Design: the semantic query layer (scoping boundary)
Status: reviewed design spike (SF.6). Specifies the mechanism SF.7 builds; this document contains no production behavior, only the design, the threat model, and the adversarial test plan SF.7 must pass.
Risk tier: catastrophic. The semantic query layer is the tenant-then-RBAC scoping boundary that the AI reasoning layer (Epoch 19b), the externally reachable MCP server, the developer self-service portal, and compliance reporting all route through. A single scoping defect here is a cross-tenant disclosure across every consumer at once — the same blast radius as the signer. It is therefore designed before it is built, like the signer (S1.3/S1.4) and the SSH trust rewrite (S13.2).
1. Purpose and position
trstctl's queryable state lives on four surfaces:
- the event / audit log (NATS JetStream; the AN-2 source of truth);
- the credential graph (F21; relationships between owners, identities, certificates, issuers, hosts);
- the cert / secret inventory (the Postgres read model projected from the log);
- the CBOM (F52; the cryptographic bill of materials from discovery).
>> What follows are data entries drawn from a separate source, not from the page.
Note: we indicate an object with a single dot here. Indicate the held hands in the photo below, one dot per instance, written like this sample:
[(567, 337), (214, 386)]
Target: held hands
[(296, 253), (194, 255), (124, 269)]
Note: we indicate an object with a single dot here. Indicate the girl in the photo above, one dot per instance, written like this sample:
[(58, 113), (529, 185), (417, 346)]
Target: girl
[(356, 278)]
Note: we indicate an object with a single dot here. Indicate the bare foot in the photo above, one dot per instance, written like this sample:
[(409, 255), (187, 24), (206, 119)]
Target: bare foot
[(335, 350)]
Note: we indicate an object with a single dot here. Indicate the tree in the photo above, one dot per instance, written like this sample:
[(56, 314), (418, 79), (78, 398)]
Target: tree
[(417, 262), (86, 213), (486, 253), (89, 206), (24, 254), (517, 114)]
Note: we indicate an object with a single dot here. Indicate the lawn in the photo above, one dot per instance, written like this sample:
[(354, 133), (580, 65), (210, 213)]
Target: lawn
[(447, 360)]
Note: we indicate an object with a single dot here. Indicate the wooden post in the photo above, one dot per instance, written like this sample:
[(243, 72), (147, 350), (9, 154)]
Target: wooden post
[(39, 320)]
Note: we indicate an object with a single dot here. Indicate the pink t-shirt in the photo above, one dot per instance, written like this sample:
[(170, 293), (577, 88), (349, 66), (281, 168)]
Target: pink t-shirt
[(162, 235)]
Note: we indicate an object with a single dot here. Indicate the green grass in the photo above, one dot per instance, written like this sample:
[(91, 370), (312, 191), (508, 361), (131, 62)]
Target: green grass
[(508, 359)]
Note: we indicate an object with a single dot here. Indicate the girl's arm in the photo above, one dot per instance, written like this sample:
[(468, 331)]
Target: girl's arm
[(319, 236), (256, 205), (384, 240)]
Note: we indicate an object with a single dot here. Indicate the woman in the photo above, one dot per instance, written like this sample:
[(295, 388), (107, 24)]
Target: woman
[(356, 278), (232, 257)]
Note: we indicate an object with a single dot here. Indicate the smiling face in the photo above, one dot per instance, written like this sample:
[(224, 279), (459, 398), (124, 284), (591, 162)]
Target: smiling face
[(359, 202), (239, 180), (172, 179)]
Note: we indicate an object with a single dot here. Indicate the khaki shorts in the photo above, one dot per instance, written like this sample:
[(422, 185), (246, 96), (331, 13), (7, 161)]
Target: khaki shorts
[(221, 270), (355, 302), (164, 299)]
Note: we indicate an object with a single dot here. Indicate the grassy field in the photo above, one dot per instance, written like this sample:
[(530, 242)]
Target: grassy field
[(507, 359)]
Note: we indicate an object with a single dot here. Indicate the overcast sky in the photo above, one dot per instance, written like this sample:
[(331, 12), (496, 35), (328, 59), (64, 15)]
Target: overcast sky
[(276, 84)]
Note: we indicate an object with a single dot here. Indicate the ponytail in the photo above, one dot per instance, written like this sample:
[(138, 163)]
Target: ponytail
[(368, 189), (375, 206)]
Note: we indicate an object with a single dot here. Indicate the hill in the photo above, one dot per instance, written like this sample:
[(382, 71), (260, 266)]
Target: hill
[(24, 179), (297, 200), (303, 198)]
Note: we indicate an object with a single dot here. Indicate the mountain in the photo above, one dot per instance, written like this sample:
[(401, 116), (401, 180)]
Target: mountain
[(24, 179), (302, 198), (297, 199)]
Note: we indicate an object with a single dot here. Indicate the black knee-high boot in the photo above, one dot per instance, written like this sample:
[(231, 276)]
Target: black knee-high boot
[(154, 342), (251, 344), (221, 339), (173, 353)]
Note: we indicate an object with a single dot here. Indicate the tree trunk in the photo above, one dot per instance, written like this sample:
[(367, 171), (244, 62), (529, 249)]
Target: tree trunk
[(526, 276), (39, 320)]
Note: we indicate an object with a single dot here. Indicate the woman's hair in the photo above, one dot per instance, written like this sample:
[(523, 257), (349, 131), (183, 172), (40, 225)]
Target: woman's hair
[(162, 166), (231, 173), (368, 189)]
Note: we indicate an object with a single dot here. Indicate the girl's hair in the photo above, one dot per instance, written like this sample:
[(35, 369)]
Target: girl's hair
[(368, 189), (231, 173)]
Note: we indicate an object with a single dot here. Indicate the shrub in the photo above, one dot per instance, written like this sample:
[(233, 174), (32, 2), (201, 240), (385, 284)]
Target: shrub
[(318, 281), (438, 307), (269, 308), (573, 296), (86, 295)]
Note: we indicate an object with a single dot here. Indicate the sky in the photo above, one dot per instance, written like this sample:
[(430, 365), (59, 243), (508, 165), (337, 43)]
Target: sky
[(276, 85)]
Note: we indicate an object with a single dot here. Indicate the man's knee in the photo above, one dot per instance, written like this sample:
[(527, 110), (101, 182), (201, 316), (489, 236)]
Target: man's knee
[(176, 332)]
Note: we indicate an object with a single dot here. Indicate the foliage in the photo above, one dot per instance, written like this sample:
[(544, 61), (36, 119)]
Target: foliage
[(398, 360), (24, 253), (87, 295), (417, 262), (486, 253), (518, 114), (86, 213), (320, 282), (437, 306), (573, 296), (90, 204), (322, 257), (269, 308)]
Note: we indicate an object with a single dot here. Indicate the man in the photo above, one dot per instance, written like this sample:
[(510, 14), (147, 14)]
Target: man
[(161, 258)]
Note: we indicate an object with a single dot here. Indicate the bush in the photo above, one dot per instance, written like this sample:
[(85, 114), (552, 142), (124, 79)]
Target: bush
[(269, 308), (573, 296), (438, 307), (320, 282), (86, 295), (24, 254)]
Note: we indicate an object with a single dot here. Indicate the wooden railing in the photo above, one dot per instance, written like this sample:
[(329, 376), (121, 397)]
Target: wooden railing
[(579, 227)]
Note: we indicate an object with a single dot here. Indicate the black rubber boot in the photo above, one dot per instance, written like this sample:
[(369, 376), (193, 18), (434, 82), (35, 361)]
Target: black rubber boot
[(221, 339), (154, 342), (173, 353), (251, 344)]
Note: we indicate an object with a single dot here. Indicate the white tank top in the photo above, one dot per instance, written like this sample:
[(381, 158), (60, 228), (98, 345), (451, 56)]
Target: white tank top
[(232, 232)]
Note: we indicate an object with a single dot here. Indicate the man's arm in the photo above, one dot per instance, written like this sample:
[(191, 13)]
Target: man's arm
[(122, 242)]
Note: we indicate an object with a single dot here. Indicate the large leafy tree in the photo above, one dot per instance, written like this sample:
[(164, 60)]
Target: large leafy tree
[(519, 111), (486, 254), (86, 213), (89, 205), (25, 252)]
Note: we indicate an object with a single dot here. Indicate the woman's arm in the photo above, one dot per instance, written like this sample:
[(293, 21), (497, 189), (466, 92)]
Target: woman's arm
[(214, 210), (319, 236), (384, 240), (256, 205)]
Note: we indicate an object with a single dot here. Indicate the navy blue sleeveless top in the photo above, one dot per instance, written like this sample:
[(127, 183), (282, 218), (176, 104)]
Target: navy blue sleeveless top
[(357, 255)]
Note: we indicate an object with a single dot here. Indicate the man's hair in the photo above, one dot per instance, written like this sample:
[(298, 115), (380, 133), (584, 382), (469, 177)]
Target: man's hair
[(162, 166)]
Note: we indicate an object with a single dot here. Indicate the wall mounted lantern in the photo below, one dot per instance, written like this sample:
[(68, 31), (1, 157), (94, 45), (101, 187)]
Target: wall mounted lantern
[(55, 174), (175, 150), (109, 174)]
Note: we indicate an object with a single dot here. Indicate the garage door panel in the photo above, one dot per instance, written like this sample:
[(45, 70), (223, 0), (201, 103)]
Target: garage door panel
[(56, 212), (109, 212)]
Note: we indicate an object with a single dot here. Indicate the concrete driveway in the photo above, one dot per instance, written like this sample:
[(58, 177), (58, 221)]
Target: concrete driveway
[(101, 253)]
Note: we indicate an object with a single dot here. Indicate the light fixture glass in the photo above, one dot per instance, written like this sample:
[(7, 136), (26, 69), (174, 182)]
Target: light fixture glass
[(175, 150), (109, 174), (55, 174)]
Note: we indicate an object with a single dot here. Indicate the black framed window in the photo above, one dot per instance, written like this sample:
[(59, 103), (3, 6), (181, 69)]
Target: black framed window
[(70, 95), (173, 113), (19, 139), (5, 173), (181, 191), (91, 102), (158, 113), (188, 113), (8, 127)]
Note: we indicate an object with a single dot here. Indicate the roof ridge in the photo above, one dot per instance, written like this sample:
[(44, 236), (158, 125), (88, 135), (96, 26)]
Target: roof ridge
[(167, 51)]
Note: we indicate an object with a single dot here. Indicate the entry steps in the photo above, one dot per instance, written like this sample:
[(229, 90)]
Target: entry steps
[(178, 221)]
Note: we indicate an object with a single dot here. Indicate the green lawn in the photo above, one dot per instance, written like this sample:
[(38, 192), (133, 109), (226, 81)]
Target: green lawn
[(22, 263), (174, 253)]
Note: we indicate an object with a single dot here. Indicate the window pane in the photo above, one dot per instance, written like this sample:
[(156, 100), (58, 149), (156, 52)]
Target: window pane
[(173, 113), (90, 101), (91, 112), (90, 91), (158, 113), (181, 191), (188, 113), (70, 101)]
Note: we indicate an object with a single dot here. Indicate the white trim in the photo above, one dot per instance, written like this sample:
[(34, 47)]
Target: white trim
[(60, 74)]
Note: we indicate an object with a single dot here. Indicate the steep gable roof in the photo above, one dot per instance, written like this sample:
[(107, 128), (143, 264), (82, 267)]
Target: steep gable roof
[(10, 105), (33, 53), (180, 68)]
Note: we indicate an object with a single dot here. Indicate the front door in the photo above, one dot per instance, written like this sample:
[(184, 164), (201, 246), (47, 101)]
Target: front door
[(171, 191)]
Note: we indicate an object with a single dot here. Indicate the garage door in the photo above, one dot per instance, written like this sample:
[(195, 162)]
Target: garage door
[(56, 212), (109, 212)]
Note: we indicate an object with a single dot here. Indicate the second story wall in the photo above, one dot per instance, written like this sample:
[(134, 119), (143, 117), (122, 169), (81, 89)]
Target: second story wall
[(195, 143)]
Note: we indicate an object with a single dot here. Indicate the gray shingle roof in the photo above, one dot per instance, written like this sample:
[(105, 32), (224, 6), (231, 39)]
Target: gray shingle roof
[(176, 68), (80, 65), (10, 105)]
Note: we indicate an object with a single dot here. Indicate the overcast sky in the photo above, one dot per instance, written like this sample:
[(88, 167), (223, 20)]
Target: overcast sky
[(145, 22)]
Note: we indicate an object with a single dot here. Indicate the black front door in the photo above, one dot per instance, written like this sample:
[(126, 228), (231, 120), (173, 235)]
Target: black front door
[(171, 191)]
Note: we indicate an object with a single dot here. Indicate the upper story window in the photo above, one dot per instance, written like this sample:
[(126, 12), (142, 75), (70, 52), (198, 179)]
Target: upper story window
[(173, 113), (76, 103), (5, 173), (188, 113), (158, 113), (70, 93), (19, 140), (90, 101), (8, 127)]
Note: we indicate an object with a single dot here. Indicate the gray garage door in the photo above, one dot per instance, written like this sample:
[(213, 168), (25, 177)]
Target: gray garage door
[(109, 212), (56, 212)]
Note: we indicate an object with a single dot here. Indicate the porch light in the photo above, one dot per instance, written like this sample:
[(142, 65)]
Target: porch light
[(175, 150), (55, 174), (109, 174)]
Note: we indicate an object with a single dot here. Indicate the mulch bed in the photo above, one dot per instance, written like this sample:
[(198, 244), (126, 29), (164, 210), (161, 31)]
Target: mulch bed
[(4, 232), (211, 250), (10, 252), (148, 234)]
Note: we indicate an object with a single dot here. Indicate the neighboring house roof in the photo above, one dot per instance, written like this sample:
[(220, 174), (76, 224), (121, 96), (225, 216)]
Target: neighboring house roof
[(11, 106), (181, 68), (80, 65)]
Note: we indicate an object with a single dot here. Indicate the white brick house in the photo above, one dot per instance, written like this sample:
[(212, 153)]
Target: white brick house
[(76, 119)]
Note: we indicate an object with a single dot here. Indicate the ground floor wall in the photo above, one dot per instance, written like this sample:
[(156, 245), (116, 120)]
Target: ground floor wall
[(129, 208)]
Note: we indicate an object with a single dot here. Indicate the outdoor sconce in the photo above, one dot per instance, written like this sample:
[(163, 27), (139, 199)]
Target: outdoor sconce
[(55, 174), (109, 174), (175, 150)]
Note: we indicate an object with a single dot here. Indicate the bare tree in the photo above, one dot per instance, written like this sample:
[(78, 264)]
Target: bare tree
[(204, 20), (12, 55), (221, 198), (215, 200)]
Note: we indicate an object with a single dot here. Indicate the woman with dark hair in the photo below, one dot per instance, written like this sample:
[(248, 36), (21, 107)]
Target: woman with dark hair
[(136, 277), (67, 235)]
The semantic query layer is one internal, read-only API that joins across these surfaces with tenant-then-RBAC scoping enforced by construction, so a query physically cannot return data the caller is not entitled to. Downstream consumers inherit the boundary for free and are never trusted to self-censor.
It sits on top of the existing guarantees, never beside them:
- AN-1 (RLS is the floor). Every read executes inside a tenant-scoped
transaction (
store.WithTenant), so PostgreSQL row-level security confines it to one tenant in the database itself. The query layer composes RBAC scope on top of that floor; it never replaces or bypasses it. - AN-2 (reads are projections). The layer reads the projected read model and the log; it returns results consistent with a known projection offset and never fabricates state outside the event-sourced model.
- AN-7 (bulkheaded). Queries run on a dedicated bounded pool with cost and timeout guards, so a heavy or adversarial query can never starve issuance, readiness, or the signer.
2. Enforcement by construction (not post-filtering)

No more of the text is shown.